Genoa’s labyrinth of twisting, climbing streets and alleys are all but impracticable for wheeled traffic, and, for that reason, strangers, who do not walk “en tour” as much as they ought, save in the corridors of picture galleries and the aisles of churches, know not Genoa save its main arteries—nor ever will, unless they change their tactics.
The automobile is only useful in Genoa in getting in and out of town, and even that is accomplished with fear and trembling by the most cold-blooded chauffeur that ever lived. What with the vile roads, the magnificent distances and the ceaseless irresponsible traffic of carts and drays, tramways and what not, Genoa is indeed, of all other cities on earth, in need of a boulevard for the new traffic. To get to your hotel at the further end of the town as you make your entrance by the road circling the base of “La Lanterna,” can only be likened to a trip down Broadway in New York at four o’clock in the afternoon. That would not be pleasure; neither is getting in and out of Genoa at any time between five in the morning and seven at night.

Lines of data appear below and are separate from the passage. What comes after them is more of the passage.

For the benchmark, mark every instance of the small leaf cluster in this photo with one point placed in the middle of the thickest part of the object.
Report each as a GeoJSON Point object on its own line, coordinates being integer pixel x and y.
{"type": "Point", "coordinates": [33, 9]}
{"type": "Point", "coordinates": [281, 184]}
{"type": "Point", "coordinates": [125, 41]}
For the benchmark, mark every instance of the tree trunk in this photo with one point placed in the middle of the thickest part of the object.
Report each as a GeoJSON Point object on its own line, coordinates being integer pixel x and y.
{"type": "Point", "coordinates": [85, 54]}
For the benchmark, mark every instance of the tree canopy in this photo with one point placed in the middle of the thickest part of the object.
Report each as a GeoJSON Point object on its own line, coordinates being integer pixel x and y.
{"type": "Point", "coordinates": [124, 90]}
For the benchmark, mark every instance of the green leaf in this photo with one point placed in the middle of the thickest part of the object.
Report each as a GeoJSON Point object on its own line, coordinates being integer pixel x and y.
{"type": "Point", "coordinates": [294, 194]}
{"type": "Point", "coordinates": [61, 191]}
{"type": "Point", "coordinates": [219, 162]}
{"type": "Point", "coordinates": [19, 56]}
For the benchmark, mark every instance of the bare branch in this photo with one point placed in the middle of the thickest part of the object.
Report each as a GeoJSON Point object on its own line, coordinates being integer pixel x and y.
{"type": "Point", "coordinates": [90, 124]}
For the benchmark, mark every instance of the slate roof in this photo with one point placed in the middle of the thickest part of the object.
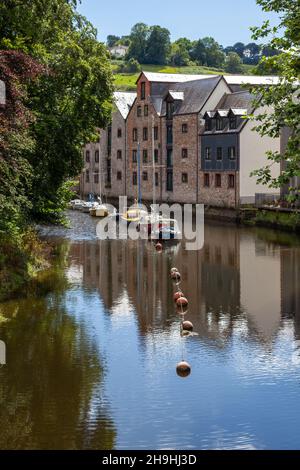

To what degenerate depths these great palaces of the Genoa of other days have fallen only the curious and inquisitive are likely to know. One into which we penetrated—looking for something which wasn’t there—was a veritable hive of industry, and as cosmopolitan as Babylon. It was near the Bourse and one entered marble halls by a marble staircase, flanked by a marble balustrade and finished off with newel posts supported by marble lions. The great entrance hall was surrounded by a colonnade of svelt marble columns, and in the centre ascended a monumental marble staircase. Two marble fountains played in an inner courtyard, which was paved with marble flags, and a statue, also marble, in a niche faced the great doorway.
On the first floor were more marble columns and a frescoed vaulting. From the corridors opened a battery of doors into offices of all sorts of industrial enterprises, from one given to exploiting a new combustible to another which was financing a rubber plantation in Abyssinia. A chestnut-roaster was perambulating the corridors with his stock in trade, furnace all alight, and a brown-robed monk was begging his daily bread.